Jennifer Lopez sat across from me inside the parked Rolls-Royce. The cinematographer of The Backup Plan inspected her face for shadows and told me to turn away from camera. I was her co-star Michaela Watkins's body double and only supposed to be seen from the back. Jennifer Lopez adjusted her fake belly bump in preparation for a close-up for her role as a pregnant, unwed mother. Background actors took their places, a production assistant yelled last looks, and a make-up artist reached through the car window and applied gloss to Jennifer Lopez's lips.
"When are you due?" the make-up artist asked, looking at my belly.
"In a few months," I responded.
"Good luck. It took me forever to get the weight off," she said.
"I'm going to breastfeed. It burns 500 calories a day."
Jennifer Lopez looked back at me blankly and didn't say a word. I figured she was concentrating on her lines for the next scene.
After the 12 hour filming, I called a friend and told her about my encounter.
"You told the diva that you were going to nurse?!" my friend said.
"No. The crew lady."
"But J-Lo was sitting right there. Didn't you see the picture of her in the magazines with baby formula? She bottle fed her twins!"
At the time, I thought: Doesn't Jennifer Lopez know the benefits of breastfeeding? How could she deny her babies such nutrients and bonding time?
Fast forward and a month later into feeding my newborn every two to three hours, 24 hours a day, and taking my lactation consultant's advice to increase my milk supply by using a hospital grade breast pump, I was sick of well-meaning advice and realized breastfeeding was a five letter word that began with B.
When I was pregnant no one told me about the lactation headaches, night sweats, racing hormones, and mood swings. They just said I'd experience breast soreness and to sleep when the baby sleeps. I could handle that. After all, I had been a body double, stand-in, and extra on film sets for over twenty years and knew all about working long hours, waking up at odd hours, and enduring the elements. Little did I know that motherhood would be more challenging than being an underpaid, often ignored, struggling actor.

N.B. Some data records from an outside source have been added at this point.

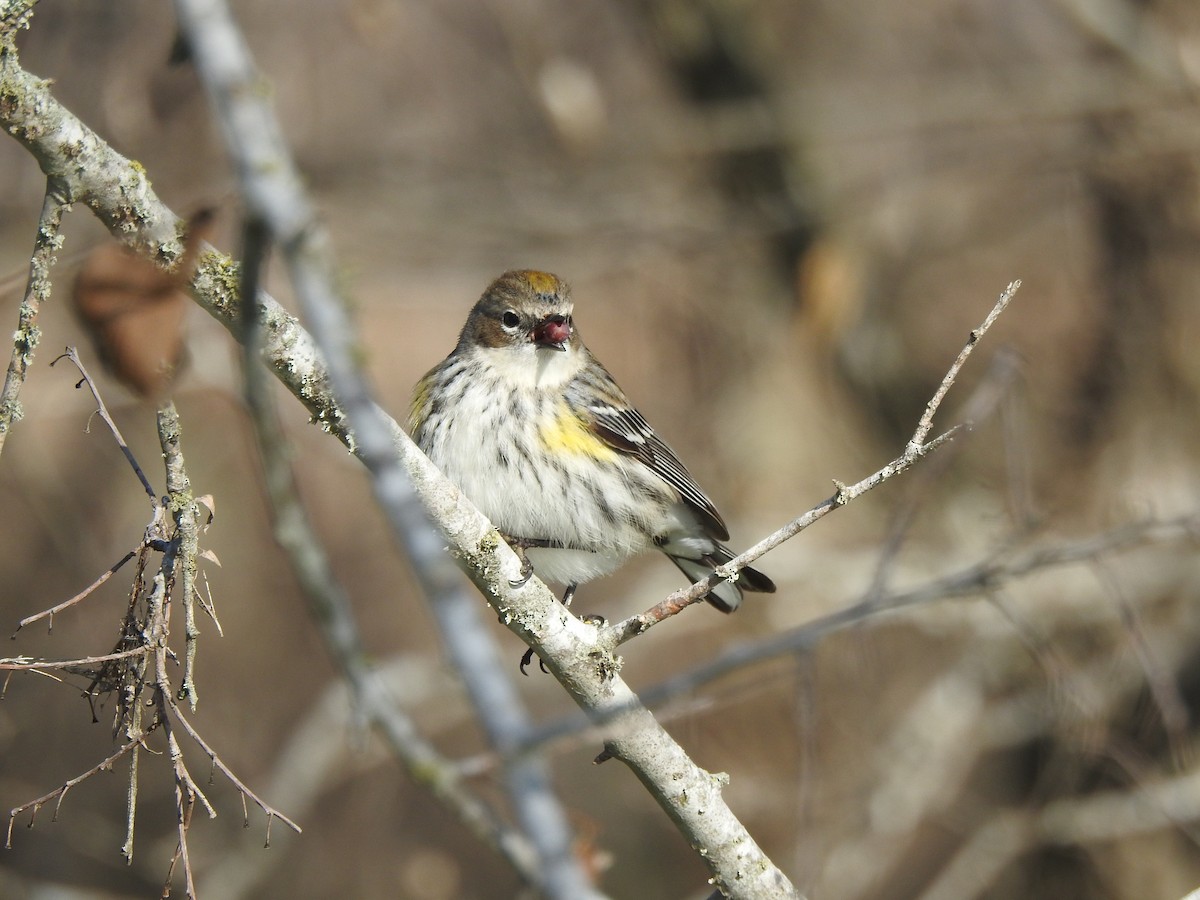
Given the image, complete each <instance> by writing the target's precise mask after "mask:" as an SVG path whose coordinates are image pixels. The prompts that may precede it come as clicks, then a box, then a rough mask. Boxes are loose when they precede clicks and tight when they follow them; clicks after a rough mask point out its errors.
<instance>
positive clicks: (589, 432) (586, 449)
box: [538, 402, 617, 460]
mask: <svg viewBox="0 0 1200 900" xmlns="http://www.w3.org/2000/svg"><path fill="white" fill-rule="evenodd" d="M538 437H539V438H540V439H541V444H542V446H544V448H546V449H547V450H548V451H550V452H551V454H572V455H576V456H590V457H592V458H593V460H614V458H617V451H616V450H613V449H612V448H611V446H608V445H607V444H606V443H604V442H602V440H601V439H600V438H598V437H596V436H595V434H593V433H592V432H590V431H588V426H587V424H586V422H584V421H583V420H582V419H580V416H577V415H575V414H574V413H572V412H571V410H570V409H568V408H566V403H565V402H564V403H563V404H562V407H560V408H559V409H558V410H557V412H556V414H554V418H553V420H551V421H550V422H547V424H545V425H542V426H541V427H540V428H539V430H538Z"/></svg>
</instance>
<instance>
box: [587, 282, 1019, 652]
mask: <svg viewBox="0 0 1200 900" xmlns="http://www.w3.org/2000/svg"><path fill="white" fill-rule="evenodd" d="M1020 287H1021V282H1019V281H1014V282H1012V283H1010V284H1009V286H1008V287H1007V288H1004V290H1003V292H1002V293H1001V295H1000V299H998V300H997V301H996V302H995V305H992V307H991V311H990V312H989V313H988V316H986V317H985V318H984V320H983V324H980V325H979V328H977V329H974V330H973V331H972V332H971V335H970V336H968V337H967V343H966V346H965V347H964V348H962V350H961V352H960V353H959V355H958V358H956V359H955V360H954V362H953V364H952V365H950V367H949V370H948V371H947V372H946V376H944V377H943V378H942V383H941V384H940V385H938V386H937V390H936V391H935V392H934V396H932V397H931V398H930V401H929V403H926V404H925V412H924V414H922V416H920V421H919V422H918V424H917V431H914V432H913V436H912V438H911V439H910V440H908V444H907V446H905V450H904V454H901V455H900V456H898V457H896V458H895V460H893V461H892V462H889V463H888V464H887V466H884V467H883V468H882V469H880V470H878V472H876V473H875V474H872V475H868V476H866V478H864V479H863V480H862V481H859V482H857V484H854V485H844V484H841V482H840V481H835V482H834V484H835V485H836V487H838V490H836V492H835V493H834V496H833V497H830V498H829V499H827V500H824V502H823V503H821V504H818V505H816V506H814V508H812V509H810V510H809V511H808V512H805V514H804V515H802V516H799V517H797V518H794V520H793V521H791V522H788V523H787V524H785V526H784V527H782V528H780V529H779V530H776V532H775V533H774V534H770V535H768V536H767V538H763V539H762V540H761V541H758V542H757V544H755V545H754V546H752V547H750V548H749V550H746V551H745V552H744V553H740V554H738V556H737V557H734V558H733V559H731V560H730V562H728V563H725V564H724V565H720V566H718V568H716V570H715V571H714V572H713V574H712V575H710V576H708V577H707V578H704V580H702V581H698V582H696V583H695V584H692V586H691V587H689V588H683V589H680V590H676V592H674V593H672V594H670V595H667V596H666V599H664V600H662V601H661V602H659V604H656V605H655V606H653V607H650V608H649V610H647V611H646V612H642V613H638V614H636V616H630V617H629V618H628V619H624V620H623V622H618V623H616V624H614V625H611V626H608V628H607V629H606V630H605V632H604V635H602V637H601V638H600V644H601V646H602V647H606V648H608V649H614V648H616V647H618V646H619V644H622V643H624V642H625V641H629V640H630V638H634V637H637V636H638V635H641V634H644V632H646V631H648V630H649V629H650V628H653V626H654V625H656V624H659V623H660V622H664V620H665V619H667V618H670V617H672V616H676V614H678V613H679V612H683V610H685V608H688V607H689V606H691V605H692V604H695V602H698V601H700V600H702V599H703V598H704V596H706V595H708V593H709V592H710V590H712V589H713V587H715V586H716V584H718V583H719V582H721V581H722V580H724V581H734V580H736V578H737V574H738V572H739V571H742V570H743V569H744V568H745V566H748V565H750V564H751V563H754V562H755V560H756V559H757V558H758V557H761V556H763V554H764V553H767V552H769V551H772V550H774V548H775V547H778V546H779V545H780V544H782V542H784V541H787V540H791V539H792V538H794V536H796V535H797V534H799V533H800V532H803V530H804V529H805V528H808V527H809V526H811V524H812V523H814V522H816V521H818V520H821V518H823V517H824V516H826V515H828V514H829V512H832V511H833V510H835V509H838V508H840V506H845V505H846V504H847V503H850V502H851V500H854V499H857V498H859V497H862V496H863V494H864V493H866V492H868V491H870V490H872V488H875V487H878V486H880V485H882V484H883V482H884V481H887V480H888V479H892V478H894V476H896V475H899V474H901V473H902V472H906V470H908V469H910V468H912V466H913V464H914V463H917V462H918V461H919V460H922V458H924V457H925V456H928V455H929V454H931V452H932V451H934V450H937V449H938V448H940V446H941V445H942V444H944V443H947V442H948V440H952V439H953V438H954V437H955V436H956V434H958V433H959V432H960V431H961V430H964V428H968V427H971V426H970V422H967V424H965V425H956V426H954V427H953V428H950V430H948V431H946V432H944V433H942V434H940V436H937V437H936V438H934V439H932V440H929V442H926V440H925V438H926V437H928V434H929V431H930V428H931V427H932V421H934V415H935V414H936V413H937V410H938V408H940V407H941V404H942V401H943V400H944V398H946V395H947V392H948V391H949V390H950V386H952V385H953V384H954V379H955V378H958V374H959V372H960V371H961V370H962V365H964V364H965V362H966V361H967V358H968V356H970V355H971V352H972V350H973V349H974V347H976V344H978V343H979V340H980V338H982V337H983V336H984V335H985V334H986V332H988V329H990V328H991V325H992V324H994V323H995V322H996V319H997V318H998V317H1000V314H1001V313H1002V312H1003V311H1004V308H1006V307H1007V306H1008V304H1009V301H1010V300H1012V299H1013V296H1014V295H1015V294H1016V290H1018V288H1020Z"/></svg>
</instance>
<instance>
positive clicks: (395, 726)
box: [242, 218, 539, 884]
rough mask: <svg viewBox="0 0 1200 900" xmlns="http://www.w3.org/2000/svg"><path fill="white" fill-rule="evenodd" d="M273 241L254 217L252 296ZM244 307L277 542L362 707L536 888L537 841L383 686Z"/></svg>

In fact, the act of giving birth was easier than breastfeeding. That felt manageable because there was in end in sight and a reward of an adorable baby in my arms. Now I had to set the alarm at all hours to wake and feed my baby. It felt like manual labor just to get her mouth open wide enough to suckle. Then it took another five minutes before she latched on, and I cried out in pain. After ten minutes she fell asleep on my boob and I sank into the couch feeling defeated.
After weeks of this lifestyle, I couldn't help but think: am I a bad mother for wanting my breasts back? Isn't nine months of sacrificing my body for another enough?
I called long distance to my twin sister Heidi in tears and asked. On the other end of the phone, I could hear her three month-old son sucking away on her breast.
"I have so much milk it spills down my son's cheek," she said softly.
I envied her earth motherness and remembered our childhood and how generous she was with me. She often completed my home-school workbooks when I couldn't comprehend the directions. I sighed again into the phone receiver and held my baby tight in my arms. If only I could just be my child's mother, not the milking cow, then I could count her eyelashes instead of the minutes passing on the clock until the next feeding.
A moment later, Heidi offered to send her extra supply of breast milk packed in ice. Shipping was expensive so she came up with an alternative: a trucker friend from church could pick up the package from her home and transport it to me. But there was one hitch -- the trucker couldn't go out of his way while on the job, but could meet me under the Brooklyn Queens Expressway.
Sounds like the best breastfeeding back-up plan ever.